The Mudcat Café TM
Thread #63952   Message #1091952
Posted By: AllisonA(Animaterra)
13-Jan-04 - 01:07 PM
Thread Name: BS: Bereavement
Subject: RE: BS: Bereavement
Oh, David, how kind you are to ask. I've been thinking of you, too.

It's been 101 days since Byron died. I promised myself I'd stop counting after 100. I still cry every single day, I still can't really believe he's dead. I still miss him like I'd miss an arm or a leg. I am still so much in love with him.

I've lost nearly 20 lbs, but that seems to be stabilizing.

Most of my friends don't bring him up much in conversation anymore. He's part of their past, though he's still so much a part of my present.

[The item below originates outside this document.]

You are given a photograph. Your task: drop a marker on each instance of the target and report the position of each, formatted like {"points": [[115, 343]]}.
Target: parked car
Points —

But the daily existance part of this is easier. I can also laugh, joke, get through each day. I'm having the hardest time with getting ready for a new chorus concert season- just finding the time and collecting the music feels more like a chore. And Byron used to record my "teaching tape" for me, and I have to do it on my own with the lowest possible technology this year. That feels like more work than I feel up to.
But I sing with friends, and I'm learning to play the concertina, which feels like the instrument I've been lookng for all my life!

So, I'm surviving, despite my expectations. And I'm grateful for good friends.